Department of Environmental Science and Technology, Cyprus University of Technology, 3603 Lemesos, Cyprus.
Chemical and Environmental Science Department and Materials & Surface Science Institute, University of Limerick, Limerick, Ireland.
J Biol Chem. 2011 Sep 2;286(35):30600-30605. doi: 10.1074/jbc.M111.252213. Epub 2011 Jul 12.
Elucidating the properties of the heme Fe-Cu(B) binuclear center and the dynamics of the protein response in cytochrome c oxidase is crucial to understanding not only the dioxygen activation and bond cleavage by the enzyme but also the events related to the release of the produced water molecules. The time-resolved step-scan FTIR difference spectra show the ν(7a)(CO) of the protonated form of Tyr residues at 1247 cm(-1) and that of the deprotonated form at 1301 cm(-1). By monitoring the intensity changes of the 1247 and 1301 cm(-1) modes as a function of pH, we measured a pK(a) of 7.8 for the observed tyrosine. The FTIR spectral changes associated with the tyrosine do not belong to Tyr-237 but are attributed to the highly conserved in heme-copper oxidases Tyr-136 and/or Tyr-133 residue (Koutsoupakis, K., Stavrakis, S., Pinakoulaki, E., Soulimane, T., and Varotsis, C. (2002) J. Biol. Chem. 277, 32860-32866). The oxygenation of CO by the mixed-valence form of the enzyme revealed the formation of the ∼607 nm P (Fe(IV)=O) species in the pH 6-9 range and the return to the oxidized form without the formation of the 580 nm F form. The data indicate that Tyr-237 is not involved in the proton transfer pathway in the oxygenation of CO by the mixed-valence form of the enzyme. The implication of these results with respect to the role of Tyr-136 and Tyr-133 in proton transfer/gating along with heme a(3) ring D propionate-H(2)O-ring A propionate-Asp-372 site to the exit/output proton channel (H(2)O pool) is discussed.
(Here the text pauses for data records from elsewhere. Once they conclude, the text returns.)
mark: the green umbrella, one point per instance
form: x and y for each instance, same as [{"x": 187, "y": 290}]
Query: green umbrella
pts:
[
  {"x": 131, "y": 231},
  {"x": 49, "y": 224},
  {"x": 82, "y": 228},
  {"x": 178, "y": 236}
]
阐明血红素 Fe-Cu(B)双核中心的性质和细胞色素 c 氧化酶中蛋白质的反应动力学,不仅对于理解酶对氧气的活化和键断裂至关重要,而且对于与产生水分子释放相关的事件也至关重要。时间分辨分步扫描傅里叶变换红外差谱显示,质子化形式的 Tyr 残基的 ν(7a)(CO)在 1247 cm(-1),去质子化形式在 1301 cm(-1)。通过监测 1247 和 1301 cm(-1)模式的强度变化作为 pH 的函数,我们测量了观察到的酪氨酸的 pK(a)为 7.8。与酪氨酸相关的 FTIR 光谱变化不属于 Tyr-237,而是归因于血红素铜氧化酶中高度保守的 Tyr-136 和/或 Tyr-133 残基(Koutsoupakis,K.,Stavrakis,S.,Pinakoulaki,E.,Soulimane,T.,和 Varotsis,C.(2002)J. Biol. Chem. 277,32860-32866)。混合价态形式的酶对 CO 的氧化揭示了在 pH 6-9 范围内形成了约 607nm P(Fe(IV)=O)物种,并且在没有形成 580nm F 形式的情况下回到氧化形式。数据表明,Tyr-237 不参与混合价态形式的酶对 CO 氧化的质子转移途径。这些结果对于 Tyr-136 和 Tyr-133 在质子转移/门控中的作用以及血红素 a(3)环 D 丙酸酯-H(2)O 环 A 丙酸酯-Asp-372 位点到出口/输出质子通道(H(2)O 池)的影响进行了讨论。